Uproar as modern Highgate home likened to giant toilet wins planning appeal

A father has won his eight-year battle to build a “space age” house in the heart of historic Highgate Village – but furious conservationists could take their challenge to Secretary of State Eric Pickles.

Iain Brewester, 44, has finally won permission to build a modern three-story home in Highgate High Street, after years of battling with Highgate conservationists and Camden planners who rejected the project in February.

But members of the Highgate Society, who are vehemently opposed to the development, said they were shocked by a government planning inspector’s “perverse” and “seriously flawed” decision to give the go-ahead on appeal.

The society is now gearing up to challenge the outcome and could call on the cabinet minister in charge of planning, Communities Secretary Mr Pickles, to overturn the decision. It is the first time the group has considered such drastic action in its nearly 40-year history.

Highgate Society member Michael Hammerson said the group had never “felt the need” before, but this time it is taking “professional advice” on its options.

“We have had some bad decisions, but one can almost live with them,” he said.

“But this one is so perverse that it’s got to be looked at with a view to being challenged.

Most Read

“There’s a widespread view that it would destroy that part of the village.”

Designs for the building at the junction with South Grove, opposite The Gatehouse pub, have divided opinion, winning praise from the Royal Academy of Arts but being described by critics as looking like a “giant public toilet”.

The society’s biggest issue is that the size of the building, which in replacing a one-storey bungalow, will block views to Pond Square for people approaching Highgate.

Highgate Society spokesman Sue Vinson said it will “do away” with this “lovely approach”, adding that the design is “rather space age in more of a Georgian, Victorian architectural high street”.

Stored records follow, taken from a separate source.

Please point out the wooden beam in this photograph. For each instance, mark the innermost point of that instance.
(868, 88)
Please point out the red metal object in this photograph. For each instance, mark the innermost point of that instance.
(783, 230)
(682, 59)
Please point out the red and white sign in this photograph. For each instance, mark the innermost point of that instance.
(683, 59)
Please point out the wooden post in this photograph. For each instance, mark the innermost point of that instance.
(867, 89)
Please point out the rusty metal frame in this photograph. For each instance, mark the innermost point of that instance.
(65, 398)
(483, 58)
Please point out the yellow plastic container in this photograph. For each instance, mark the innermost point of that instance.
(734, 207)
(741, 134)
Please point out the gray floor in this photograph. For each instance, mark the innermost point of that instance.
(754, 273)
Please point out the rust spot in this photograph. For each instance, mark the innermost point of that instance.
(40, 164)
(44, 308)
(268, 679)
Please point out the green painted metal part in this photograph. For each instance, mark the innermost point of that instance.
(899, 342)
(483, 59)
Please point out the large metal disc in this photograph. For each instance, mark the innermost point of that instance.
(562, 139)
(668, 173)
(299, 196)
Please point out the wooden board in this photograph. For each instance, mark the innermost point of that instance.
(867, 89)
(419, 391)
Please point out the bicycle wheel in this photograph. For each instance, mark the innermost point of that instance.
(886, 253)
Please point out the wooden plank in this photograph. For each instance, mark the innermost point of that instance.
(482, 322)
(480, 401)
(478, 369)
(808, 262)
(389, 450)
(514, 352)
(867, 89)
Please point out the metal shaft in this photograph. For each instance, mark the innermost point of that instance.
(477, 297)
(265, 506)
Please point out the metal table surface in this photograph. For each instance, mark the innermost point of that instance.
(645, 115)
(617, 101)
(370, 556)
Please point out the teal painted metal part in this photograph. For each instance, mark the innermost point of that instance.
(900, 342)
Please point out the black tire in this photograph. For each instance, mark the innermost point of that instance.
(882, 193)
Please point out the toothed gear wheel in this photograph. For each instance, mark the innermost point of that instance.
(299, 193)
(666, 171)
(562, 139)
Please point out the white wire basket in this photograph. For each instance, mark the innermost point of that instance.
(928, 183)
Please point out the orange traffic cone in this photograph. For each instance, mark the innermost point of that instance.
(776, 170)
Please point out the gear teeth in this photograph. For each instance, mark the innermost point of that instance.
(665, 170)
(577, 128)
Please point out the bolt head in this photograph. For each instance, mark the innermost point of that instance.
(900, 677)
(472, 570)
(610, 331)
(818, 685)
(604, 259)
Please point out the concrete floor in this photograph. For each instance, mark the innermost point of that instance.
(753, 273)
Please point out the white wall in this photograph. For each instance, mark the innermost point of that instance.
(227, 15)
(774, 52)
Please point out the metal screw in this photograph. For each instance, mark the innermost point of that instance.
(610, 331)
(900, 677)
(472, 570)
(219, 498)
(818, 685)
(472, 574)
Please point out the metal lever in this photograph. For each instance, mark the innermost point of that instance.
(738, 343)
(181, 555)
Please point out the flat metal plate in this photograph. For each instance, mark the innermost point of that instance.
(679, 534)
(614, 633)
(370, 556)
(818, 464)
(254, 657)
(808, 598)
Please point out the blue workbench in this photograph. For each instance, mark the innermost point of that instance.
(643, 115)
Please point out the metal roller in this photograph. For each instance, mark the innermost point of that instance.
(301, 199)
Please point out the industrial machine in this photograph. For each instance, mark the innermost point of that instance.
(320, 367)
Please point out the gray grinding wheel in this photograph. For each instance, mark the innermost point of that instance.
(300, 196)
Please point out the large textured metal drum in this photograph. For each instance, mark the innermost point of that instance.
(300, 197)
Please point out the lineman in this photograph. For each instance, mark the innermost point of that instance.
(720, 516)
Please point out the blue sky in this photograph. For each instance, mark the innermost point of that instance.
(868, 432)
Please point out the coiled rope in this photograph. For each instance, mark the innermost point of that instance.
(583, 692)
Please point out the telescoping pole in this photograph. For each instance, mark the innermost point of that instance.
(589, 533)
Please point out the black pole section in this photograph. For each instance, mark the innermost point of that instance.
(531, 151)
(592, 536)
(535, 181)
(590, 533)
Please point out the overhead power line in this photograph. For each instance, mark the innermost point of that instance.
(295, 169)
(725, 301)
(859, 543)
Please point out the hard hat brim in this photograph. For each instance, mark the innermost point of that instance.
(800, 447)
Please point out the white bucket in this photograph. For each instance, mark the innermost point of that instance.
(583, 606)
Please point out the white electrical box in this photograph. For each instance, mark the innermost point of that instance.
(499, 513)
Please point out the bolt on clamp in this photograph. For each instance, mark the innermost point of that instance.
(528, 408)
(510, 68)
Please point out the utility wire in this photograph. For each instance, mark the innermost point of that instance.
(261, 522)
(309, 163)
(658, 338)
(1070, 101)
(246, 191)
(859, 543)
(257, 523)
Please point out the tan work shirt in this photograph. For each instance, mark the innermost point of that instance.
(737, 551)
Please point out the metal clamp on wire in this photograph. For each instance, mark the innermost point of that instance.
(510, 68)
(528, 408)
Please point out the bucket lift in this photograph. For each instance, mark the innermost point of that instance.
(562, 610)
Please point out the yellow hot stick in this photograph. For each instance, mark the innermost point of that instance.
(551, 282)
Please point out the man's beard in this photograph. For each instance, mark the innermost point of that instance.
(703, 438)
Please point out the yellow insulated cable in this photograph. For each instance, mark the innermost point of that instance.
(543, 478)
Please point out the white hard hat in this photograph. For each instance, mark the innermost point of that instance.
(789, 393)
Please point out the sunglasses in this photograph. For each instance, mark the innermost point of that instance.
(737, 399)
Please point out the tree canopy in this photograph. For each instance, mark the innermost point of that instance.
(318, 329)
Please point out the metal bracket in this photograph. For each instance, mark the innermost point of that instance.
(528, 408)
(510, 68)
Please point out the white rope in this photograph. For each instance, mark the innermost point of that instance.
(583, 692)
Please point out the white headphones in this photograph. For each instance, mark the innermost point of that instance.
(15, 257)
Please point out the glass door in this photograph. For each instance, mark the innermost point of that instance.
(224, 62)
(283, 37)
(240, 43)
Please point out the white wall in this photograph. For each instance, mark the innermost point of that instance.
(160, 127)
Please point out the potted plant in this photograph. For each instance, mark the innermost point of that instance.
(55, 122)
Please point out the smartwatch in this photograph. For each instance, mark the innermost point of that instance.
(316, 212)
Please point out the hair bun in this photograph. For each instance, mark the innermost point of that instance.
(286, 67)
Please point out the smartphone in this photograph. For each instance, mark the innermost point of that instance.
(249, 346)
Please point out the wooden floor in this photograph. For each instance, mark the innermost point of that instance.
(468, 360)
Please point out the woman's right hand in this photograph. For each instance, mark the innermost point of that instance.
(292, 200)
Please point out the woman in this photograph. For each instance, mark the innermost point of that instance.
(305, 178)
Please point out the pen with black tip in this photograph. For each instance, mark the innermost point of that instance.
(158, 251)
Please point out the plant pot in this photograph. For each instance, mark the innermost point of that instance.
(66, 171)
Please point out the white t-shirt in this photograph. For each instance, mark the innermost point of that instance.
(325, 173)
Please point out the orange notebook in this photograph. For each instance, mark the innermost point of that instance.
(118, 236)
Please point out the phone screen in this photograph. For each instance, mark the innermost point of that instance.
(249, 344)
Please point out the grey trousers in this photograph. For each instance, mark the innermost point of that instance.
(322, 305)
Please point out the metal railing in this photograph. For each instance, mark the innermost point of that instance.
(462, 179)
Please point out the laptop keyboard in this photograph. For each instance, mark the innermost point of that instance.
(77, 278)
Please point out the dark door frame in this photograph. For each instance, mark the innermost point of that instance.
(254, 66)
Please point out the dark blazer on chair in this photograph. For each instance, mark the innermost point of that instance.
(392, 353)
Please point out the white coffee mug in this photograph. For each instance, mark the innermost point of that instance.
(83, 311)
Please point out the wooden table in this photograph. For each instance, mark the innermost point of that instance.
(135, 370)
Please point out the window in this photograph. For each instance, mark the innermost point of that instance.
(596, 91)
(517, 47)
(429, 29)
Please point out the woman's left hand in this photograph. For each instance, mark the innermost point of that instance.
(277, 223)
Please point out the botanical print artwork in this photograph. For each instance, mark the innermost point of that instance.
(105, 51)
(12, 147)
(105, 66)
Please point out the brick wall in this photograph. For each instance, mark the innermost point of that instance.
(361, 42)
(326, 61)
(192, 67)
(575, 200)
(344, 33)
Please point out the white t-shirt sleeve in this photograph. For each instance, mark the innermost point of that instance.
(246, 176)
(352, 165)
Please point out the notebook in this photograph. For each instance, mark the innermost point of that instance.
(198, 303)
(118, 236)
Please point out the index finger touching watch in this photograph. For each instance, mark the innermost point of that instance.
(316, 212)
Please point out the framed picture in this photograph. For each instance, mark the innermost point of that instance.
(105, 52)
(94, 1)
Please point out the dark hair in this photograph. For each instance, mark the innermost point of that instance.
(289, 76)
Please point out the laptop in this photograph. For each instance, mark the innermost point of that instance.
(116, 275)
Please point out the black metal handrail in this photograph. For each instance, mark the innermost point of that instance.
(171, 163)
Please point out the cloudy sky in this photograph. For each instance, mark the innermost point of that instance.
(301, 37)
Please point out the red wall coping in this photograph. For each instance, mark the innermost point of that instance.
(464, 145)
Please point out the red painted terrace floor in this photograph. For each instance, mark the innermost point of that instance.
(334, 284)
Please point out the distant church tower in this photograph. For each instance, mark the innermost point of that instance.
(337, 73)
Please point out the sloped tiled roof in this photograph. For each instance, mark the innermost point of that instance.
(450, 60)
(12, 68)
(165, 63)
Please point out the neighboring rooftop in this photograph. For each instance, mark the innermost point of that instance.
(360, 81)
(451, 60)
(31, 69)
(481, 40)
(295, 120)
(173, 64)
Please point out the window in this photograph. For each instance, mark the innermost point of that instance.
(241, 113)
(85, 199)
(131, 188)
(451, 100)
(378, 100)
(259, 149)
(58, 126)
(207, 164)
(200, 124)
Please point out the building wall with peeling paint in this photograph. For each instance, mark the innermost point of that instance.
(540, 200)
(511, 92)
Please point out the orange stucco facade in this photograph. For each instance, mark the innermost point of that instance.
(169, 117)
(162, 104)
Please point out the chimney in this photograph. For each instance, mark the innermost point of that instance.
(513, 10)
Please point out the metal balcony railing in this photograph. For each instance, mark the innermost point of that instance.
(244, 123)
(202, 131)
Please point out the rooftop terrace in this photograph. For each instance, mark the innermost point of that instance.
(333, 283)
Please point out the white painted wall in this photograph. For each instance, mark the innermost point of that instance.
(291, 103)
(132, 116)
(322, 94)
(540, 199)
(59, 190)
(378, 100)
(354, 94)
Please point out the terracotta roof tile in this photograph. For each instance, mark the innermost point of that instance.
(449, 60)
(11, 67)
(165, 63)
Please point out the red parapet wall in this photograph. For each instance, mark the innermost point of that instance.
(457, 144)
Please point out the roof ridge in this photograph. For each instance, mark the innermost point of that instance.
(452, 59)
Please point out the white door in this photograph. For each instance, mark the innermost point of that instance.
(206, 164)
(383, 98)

Planning inspector Terry Phillimore noted that the view’s loss was a concern, but described the scheme as “high quality” and said it “appropriately acknowledges the surroundings”.

Mr Brewester, whose family has owned the land for nearly 40 years, said: “We have spent many years designing this. It has had a great deal of thought put into it and we have responded positively to the concerns expressed by the Highgate Society.”

He pointed out that the inspector said the scheme would “sufficiently preserve and enhance the character and appearance of the conservation area and preserve the settings of listed buildings in the vicinity”.

He added: “I really think it is time that no more public money is wasted on this and that we all get on with creating a more wonderful centre for Highgate.”